Question

A person standing on a road has to hold his umbrella at $60^\circ$ with the vertical to keep the rain away. He throws the umbrella and starts running at $20\,{\text{m}}{{\text{s}}^{ - 1}}$. He finds that raindrops are hitting his head vertically. Find the speed of the rain drops with respect to (a) the road and (b) the moving person.

Answer 1

We will draw the direction of rain with respect to man as vertical in nature and direction of rain with respect to the ground as slanting in nature. Then we will apply trigonometric ratios respectively and manipulate accordingly.

Complete step by step answer:
In the given question, the person is standing on the ground and he holds his umbrella at an angle of $60^\circ$ with the vertical, so that rain can’t fall on him.
So, from the figure it is quite evident that direction of direction is slanting in nature and more like a diagonal. The arrow mark indicates the direction of the falling rain drops.
After throwing away the umbrella, when he starts running at a speed of $20\,{\text{m}}{{\text{s}}^{ - 1}}$ towards the left, the raindrops are falling vertically on his head. The arrow mark indicates the direction of falling rain drops.

In the figure,
$\Delta ABC$ has sides marked with various speeds:
${v_{{\text{rg}}}}$ indicates the speed of the rain with respect to the ground.
${v_{{\text{rm}}}}$ indicates the speed of the rain with respect to the man.
${v_{\text{m}}}$ indicates the speed of man running at.

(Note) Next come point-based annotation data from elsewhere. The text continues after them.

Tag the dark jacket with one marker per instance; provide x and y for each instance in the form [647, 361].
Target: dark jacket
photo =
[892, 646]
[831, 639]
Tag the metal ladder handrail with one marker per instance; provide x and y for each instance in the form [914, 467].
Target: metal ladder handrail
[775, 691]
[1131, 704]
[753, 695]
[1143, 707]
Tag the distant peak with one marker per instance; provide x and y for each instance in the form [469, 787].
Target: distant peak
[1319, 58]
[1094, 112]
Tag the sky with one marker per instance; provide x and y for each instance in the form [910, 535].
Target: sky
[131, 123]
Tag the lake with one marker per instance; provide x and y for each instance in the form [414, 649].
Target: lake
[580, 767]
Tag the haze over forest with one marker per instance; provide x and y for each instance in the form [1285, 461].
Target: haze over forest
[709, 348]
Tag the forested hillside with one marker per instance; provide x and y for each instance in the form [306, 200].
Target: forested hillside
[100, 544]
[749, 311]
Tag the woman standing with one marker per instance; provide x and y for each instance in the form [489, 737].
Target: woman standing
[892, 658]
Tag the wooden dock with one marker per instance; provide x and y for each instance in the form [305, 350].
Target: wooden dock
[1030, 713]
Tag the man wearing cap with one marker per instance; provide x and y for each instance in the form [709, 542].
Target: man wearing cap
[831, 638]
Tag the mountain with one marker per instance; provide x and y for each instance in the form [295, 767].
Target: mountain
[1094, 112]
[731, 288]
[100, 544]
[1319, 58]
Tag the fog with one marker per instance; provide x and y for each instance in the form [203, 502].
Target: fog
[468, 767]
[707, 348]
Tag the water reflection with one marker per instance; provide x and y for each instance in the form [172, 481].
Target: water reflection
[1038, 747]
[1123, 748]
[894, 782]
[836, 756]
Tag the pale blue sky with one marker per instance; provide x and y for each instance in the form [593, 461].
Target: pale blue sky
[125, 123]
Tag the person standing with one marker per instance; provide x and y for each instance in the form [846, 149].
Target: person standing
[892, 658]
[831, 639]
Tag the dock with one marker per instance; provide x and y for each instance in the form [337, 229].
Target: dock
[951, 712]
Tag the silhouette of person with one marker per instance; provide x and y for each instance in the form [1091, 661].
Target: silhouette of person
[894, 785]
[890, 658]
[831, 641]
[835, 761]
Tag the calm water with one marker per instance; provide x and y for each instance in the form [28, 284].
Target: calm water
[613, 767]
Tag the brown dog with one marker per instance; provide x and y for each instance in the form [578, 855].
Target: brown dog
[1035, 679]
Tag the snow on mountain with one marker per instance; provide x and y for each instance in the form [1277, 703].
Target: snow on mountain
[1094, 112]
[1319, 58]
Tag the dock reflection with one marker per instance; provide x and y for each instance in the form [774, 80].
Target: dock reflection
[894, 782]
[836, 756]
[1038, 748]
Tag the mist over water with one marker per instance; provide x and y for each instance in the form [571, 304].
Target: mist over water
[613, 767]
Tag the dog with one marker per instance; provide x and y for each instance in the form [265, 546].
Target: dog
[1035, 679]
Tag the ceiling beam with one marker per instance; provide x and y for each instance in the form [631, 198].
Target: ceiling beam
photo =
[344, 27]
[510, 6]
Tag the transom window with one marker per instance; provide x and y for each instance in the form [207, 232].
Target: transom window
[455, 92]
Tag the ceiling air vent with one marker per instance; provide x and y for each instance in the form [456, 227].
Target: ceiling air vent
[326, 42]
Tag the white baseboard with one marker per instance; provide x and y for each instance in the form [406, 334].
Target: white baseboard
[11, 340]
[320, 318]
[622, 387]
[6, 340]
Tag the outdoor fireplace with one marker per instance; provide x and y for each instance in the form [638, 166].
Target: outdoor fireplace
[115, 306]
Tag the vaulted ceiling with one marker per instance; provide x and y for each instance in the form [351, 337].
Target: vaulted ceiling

So, we now calculate the speed of rain with respect to:
First case (a) the road:

In the $\Delta ABC$, to calculate the speed of the rain with respect to the ground, we take the trigonometric ratio of sine of an angle which relates perpendicular and hypotenuse.
\sin 60^\circ =\dfrac{{{v_{\text{m}}}}}{{{v_{{\text{rg}}}}}} \\\ {v_{{\text{rg}}}} = \dfrac{{{v_{\text{m}}}}}{{\sin 60^\circ }} \\\ {v_{{\text{rg}}}} = \dfrac{{20}}{{\dfrac{{\sqrt 3 }}{2}}}\,{\text{m}}{{\text{s}}^{ - 1}} \\\ {v_{{\text{rg}}}} = \dfrac{{40}}{{\sqrt 3 }}\,{\text{m}}{{\text{s}}^{ - 1}} \\\
Hence, the speed of the rain with respect to the rain is $\dfrac{{40}}{{\sqrt 3 }}\,{\text{m}}{{\text{s}}^{ - 1}}$.

First case (b) the moving person:

In the $\Delta ABC$, to calculate the speed of the rain with respect to the moving person, we take the trigonometric ratio of tangent of an angle which relates perpendicular and base.
\tan 60^\circ =\dfrac{{{v_{\text{m}}}}}{{{v_{{\text{rm}}}}}} \\\ {v_{{\text{rm}}}} = \dfrac{{{v_{\text{m}}}}}{{\tan 60^\circ }} \\\ {v_{{\text{rm}}}} = \dfrac{{20}}{{\sqrt 3 }}\,{\text{m}}{{\text{s}}^{ - 1}} \\\
Hence, the speed of the rain with respect to the rain is $\dfrac{{20}}{{\sqrt 3 }}\,{\text{m}}{{\text{s}}^{ - 1}}$.

Note:
In this problem, you need to keep in mind that the direction of rain with respect to the ground is slanting in nature and direction of rain with respect to man is straight downward. It is important to note that the side opposite to the angle $60^\circ$ is of magnitude $20$. If you want a relation between perpendicular and base then use trigonometric ratio tangent, whereas if you want a relation between perpendicular and hypotenuse then use trigonometric ratio sine.